# TLCbythelake



## My Girl Sophie (Mar 4, 2017)

This is a breeder in Mchenry MD near Deep Creek. They are new ro me although i am not too far away. Please reply or pm if you have knowledge or experience of them you are willing to share. I have a friend who is interested. Thanks!


----------



## Skylar (Jul 29, 2016)

Based on what I can see - all I can say is run - run as far away as possible from this greeder. You will not find a quality bred dog there.


----------



## Skylar (Jul 29, 2016)

My Girl Sophie sent me a message asking for specifics, so I thought I would post here my response to her in case others are interested.

"My minipoo is from Aery Poodles in NC which is about a 9 hour drive from where I live. Richard Bohannon doesn't breed standards but he might know who is. I don't have any recommendations.

Tip offs are they have lots of dogs and they are breeding both poodles and designer doodles. They are not doing anything with their dogs to proof that they are worthy of breeding such as conformation, agility, obedience etc. Being AKC or UKC doesn't mean the dogs are good quality dogs. 
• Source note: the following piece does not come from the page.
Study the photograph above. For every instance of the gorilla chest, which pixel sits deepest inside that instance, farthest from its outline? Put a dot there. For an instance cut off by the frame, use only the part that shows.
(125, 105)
There is a wonderful stickie with some good information:

http://www.poodleforum.com/5-poodle-talk/33522-buying-puppy-safely-basics.html "


----------



## zooeysmom (Jan 3, 2014)

My Girl Sophie, thank you for being open. We can help you find a good breeder if we know more about what your friend is looking for.


----------



## My Girl Sophie (Mar 4, 2017)

My friend lives in NC, is a long time dog owner and currently has a large senior standard. I know she does not plan to introduce a new dog while she still has her current one but is just thinking ahead for the future. She is partial to partis but i dont know that that is a requirement. She does not show. I think she mentioned maybe looking for one that is a little smaller than her current dog but still a standard. She is looking for a poodle not a doodle. Any dog she brings home will have a good life. I live in the Pitts area and tlc would not have been a long drive if she decided to come here when picking up a dog.


----------



## Mfmst (Jun 18, 2014)

She could get on a list for a red or apricot standard from Farley’s D and visit you when she picks up the puppy He’s a PF member in the Pittsburgh area. Tintlet Poodles is in NC and breeds parti’s. You could do a search within PF for more information on them.


----------